Pre-mediation meetings have many advantages for both mediators and parties. For mediators, these meetings allow them to understand the background and context of the dispute, as well as the interests and expectations of each party. They also enable them to take the temperature of the dispute as it were, to assess which type or style of mediation would suit the case best, and to plan accordingly. For parties, these meetings allow them to express their views and concerns freely and confidentially to the mediator. They also help them to get familiar with the mediator and his or her role, and to feel more comfortable and confident about participating in the mediation.
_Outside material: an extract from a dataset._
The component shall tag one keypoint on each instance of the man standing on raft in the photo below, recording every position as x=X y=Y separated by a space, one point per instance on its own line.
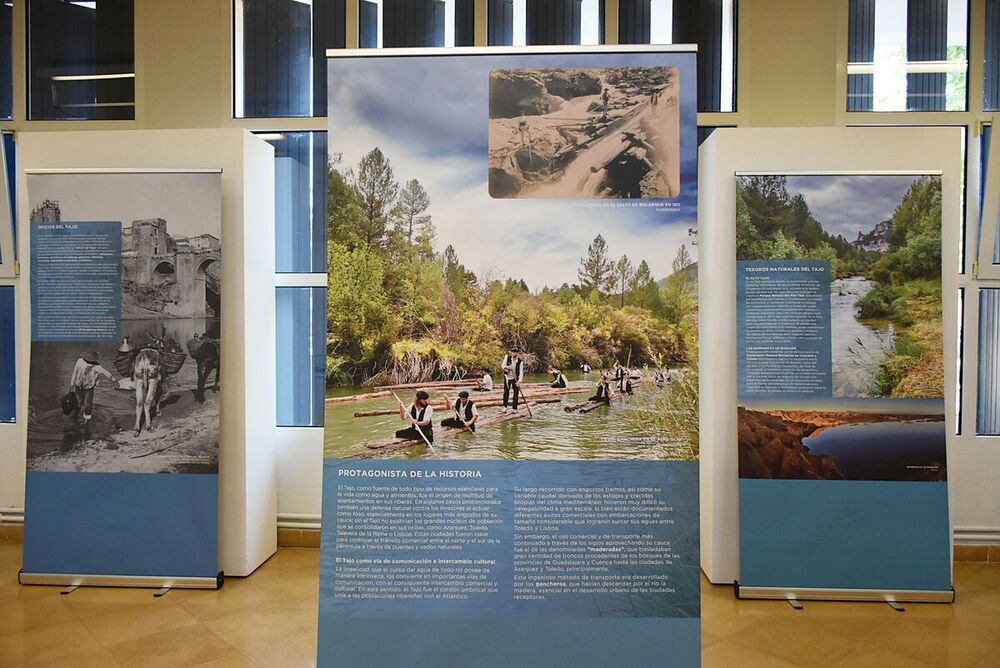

A one-style mediation approach is rare
Most experienced mediators tend to agree that they should approach a mediation with an open mind and adopt a style or styles that suits the particular parties and the dispute. Mediators will usually move between different styles as the mediation develops. Few mediators describe themselves as simply ‘evaluative’ or ‘facilitative’, they will seek to provide whatever best suits the problem.
In conclusion, mediation is a dynamic and diverse field that offers many options for resolving disputes in a constructive and collaborative way. Facilitative and evaluative are by no means the only styles that may be employed. In a future article we can discuss the various styles of mediation and when they may be best employed.
Disclaimer: Whilst every effort has been made to ensure the accuracy of this article, it is general in nature and does not constitute legal advice of any kind. You should seek your own personal legal advice before taking legal action. We accept no liability whatsoever for loss arising out of the use or misuse of this article.